Publishing real-time financial data feeds using Amazon Managed Streaming for Kafka

Solution Overview

The code here illustrates taking a raw stock quotes feed, enriching it with a sentiment indicator, and delivering it for consumption by a Kafka client. We use a feed from Alpaca and add an indicator when the stock price moves above or below 5% from the previous business day's closing price.

You will deploy an Apache Flink application that enriches the raw data feed, an MSK cluster that contains the messages streams for both the raw and enriched feeds, and an Amazon OpenSearch database that acts as a persistent data store for querying the data. In a separate account that acts as your customer’s account, you will also deploy an EC2 instance running a Kafka client that consumes the enriched data feed.

Prerequisites

To deploy this solution, you need to do the following:

• Create an AWS account if you do not already have one and log in. We’ll call this the producer account. Then create an IAM user with full admin permissions as described at Create an Administrator User. Log out and log back into the AWS console as this IAM admin user.

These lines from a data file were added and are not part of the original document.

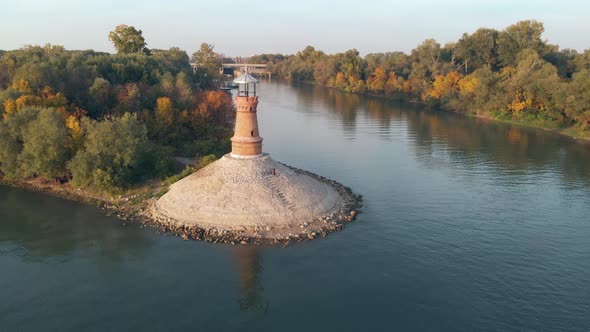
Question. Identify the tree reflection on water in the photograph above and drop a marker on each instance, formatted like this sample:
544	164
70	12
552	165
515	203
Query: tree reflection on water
249	265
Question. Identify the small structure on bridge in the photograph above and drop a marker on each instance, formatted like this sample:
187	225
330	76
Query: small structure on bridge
247	197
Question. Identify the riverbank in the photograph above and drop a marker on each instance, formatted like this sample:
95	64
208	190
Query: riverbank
136	205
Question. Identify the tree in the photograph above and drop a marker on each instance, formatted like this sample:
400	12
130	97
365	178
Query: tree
520	36
208	63
112	153
477	50
127	39
11	141
45	151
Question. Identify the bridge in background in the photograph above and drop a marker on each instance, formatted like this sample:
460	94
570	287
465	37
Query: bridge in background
237	69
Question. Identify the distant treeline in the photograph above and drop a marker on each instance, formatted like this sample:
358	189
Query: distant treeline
105	120
511	75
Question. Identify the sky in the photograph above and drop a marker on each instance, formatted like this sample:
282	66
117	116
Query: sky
243	28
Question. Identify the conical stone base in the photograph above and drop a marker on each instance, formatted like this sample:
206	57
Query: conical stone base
238	194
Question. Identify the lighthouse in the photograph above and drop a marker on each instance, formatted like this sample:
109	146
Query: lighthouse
246	142
247	197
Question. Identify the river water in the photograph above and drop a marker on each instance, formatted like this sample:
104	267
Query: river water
467	225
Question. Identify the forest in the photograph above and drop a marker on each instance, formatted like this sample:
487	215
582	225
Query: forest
511	75
106	121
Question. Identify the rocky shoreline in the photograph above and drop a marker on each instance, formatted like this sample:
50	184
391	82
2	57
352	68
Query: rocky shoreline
137	207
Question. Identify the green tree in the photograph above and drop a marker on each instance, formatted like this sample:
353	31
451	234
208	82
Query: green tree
208	63
112	153
127	39
477	50
520	36
11	141
45	142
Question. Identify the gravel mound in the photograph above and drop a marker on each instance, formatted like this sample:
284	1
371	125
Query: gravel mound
240	194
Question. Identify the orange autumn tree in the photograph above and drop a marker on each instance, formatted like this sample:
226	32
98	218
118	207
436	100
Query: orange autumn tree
443	85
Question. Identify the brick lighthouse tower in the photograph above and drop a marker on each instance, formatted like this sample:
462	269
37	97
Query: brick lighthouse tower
246	142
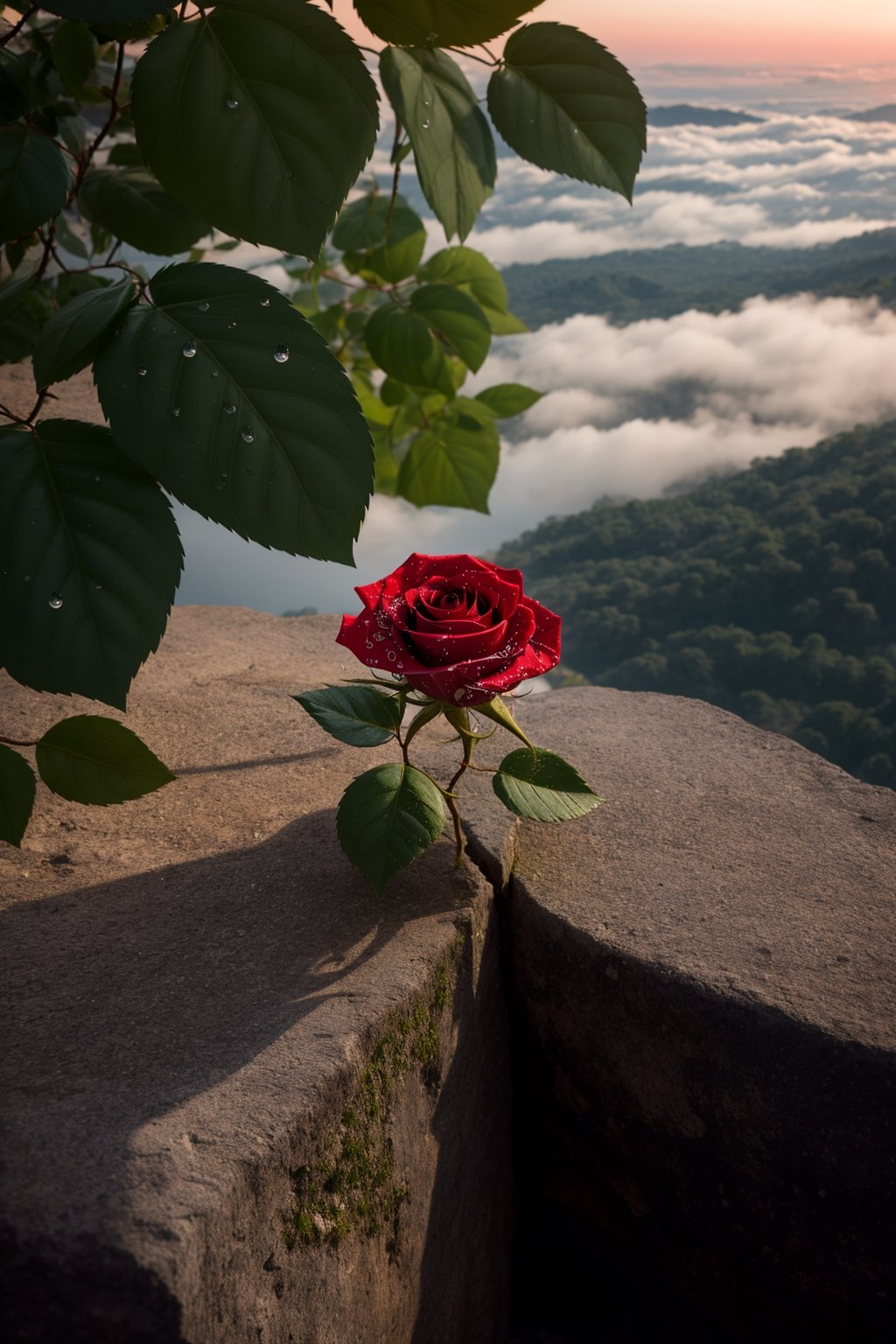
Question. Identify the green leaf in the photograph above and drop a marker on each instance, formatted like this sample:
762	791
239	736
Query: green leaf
72	336
404	348
393	242
457	318
469	270
442	23
387	817
507	399
74	52
454	463
260	117
98	761
89	561
543	789
34	180
17	794
564	102
453	145
359	715
241	411
132	206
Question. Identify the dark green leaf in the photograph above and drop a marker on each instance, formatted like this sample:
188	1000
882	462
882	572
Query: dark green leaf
356	714
17	794
258	117
387	817
507	399
241	410
15	87
404	348
457	318
441	23
89	561
72	336
453	463
453	145
34	180
132	206
97	11
544	788
564	102
98	761
393	242
74	52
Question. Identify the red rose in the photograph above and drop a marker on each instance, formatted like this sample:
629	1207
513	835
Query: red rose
459	629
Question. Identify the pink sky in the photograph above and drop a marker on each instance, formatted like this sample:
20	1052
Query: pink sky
793	32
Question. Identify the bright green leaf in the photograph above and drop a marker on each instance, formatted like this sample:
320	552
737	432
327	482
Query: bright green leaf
228	396
260	117
453	145
72	336
89	561
74	52
34	180
507	399
393	240
132	206
387	817
564	102
356	714
17	794
454	463
98	761
457	318
442	23
544	788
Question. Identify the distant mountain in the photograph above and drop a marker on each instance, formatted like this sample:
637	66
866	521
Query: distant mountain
771	593
629	285
685	115
886	113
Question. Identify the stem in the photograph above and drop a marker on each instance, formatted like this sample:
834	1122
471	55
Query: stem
11	35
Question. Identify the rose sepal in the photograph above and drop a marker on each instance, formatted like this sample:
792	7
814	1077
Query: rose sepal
499	712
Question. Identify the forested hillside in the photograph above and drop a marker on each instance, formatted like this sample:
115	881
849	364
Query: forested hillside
771	593
657	283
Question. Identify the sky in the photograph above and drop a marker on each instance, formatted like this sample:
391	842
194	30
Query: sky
710	32
635	410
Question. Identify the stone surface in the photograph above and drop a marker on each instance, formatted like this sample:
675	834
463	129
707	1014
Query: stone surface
703	996
195	987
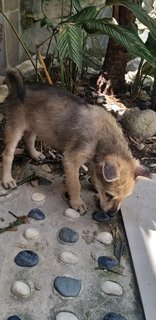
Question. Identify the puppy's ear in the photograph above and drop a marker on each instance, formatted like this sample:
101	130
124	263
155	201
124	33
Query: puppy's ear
110	171
142	171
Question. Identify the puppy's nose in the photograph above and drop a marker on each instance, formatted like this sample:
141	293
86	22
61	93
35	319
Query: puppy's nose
112	212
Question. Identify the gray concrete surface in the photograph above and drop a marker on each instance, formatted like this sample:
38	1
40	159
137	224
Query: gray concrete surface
44	302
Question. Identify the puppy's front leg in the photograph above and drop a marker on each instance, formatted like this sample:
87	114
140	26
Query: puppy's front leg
12	138
72	164
29	139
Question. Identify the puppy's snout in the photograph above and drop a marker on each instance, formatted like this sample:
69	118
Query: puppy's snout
112	213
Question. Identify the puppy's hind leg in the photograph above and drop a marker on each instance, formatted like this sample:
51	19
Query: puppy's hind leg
12	137
29	139
72	164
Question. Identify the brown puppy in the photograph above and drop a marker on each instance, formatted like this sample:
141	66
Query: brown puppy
84	133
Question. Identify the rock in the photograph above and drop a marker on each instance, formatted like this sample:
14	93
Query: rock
71	213
144	96
32	234
67	287
101	216
36	214
14	318
107	263
139	123
38	196
68	257
104	237
21	289
43	181
26	258
68	235
113	316
64	315
112	288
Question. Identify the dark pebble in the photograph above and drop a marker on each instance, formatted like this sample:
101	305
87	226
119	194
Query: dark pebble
68	235
101	216
43	181
27	258
67	287
107	263
36	214
113	316
14	318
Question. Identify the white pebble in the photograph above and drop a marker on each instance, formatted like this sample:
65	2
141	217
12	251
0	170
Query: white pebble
68	257
38	196
71	213
21	289
110	287
104	237
66	316
32	234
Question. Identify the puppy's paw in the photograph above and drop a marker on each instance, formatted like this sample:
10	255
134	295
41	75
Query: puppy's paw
37	156
79	205
9	183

• Create an EC2 key pair named my-ec2-keypair in this producer account. If you already have an EC2 key pair, you can skip this step

• Follow the instructions at ALPACA_README to sign up for a free Basic account at Alpaca. Alpaca will provide the real time stock quotes for our input data feed.

• Install the AWS Command Line Interface (AWS CLI) on your local development machine and create a profile for the admin user as described at Set Up the AWS CLI.

• Install the latest version of AWS CDK globally

npm install -g aws-cdk@latest

Infrastructure Automation

AWS CDK is used to develop parameterized scripts for building the necessary infrastructure. These scripts include various services required for the infrastructure setup.

Amazon VPC and Security Groups
KMS Keys
Secrets Manager
SSM Parameter Stores
CloudWatch Log Groups
MSK Cluster
IAM Roles
EC2 Instances
OpenSearch Domain
Apache Flink Application

Deploying the MSK Cluster

These steps will create a new provider VPC and launch the Amazon MSK cluster there. It also deploys the Apache Flink application and launches a new EC2 instance to run the application that fetches the raw stock quotes.

On your development machine, clone this repo and install the Python packages.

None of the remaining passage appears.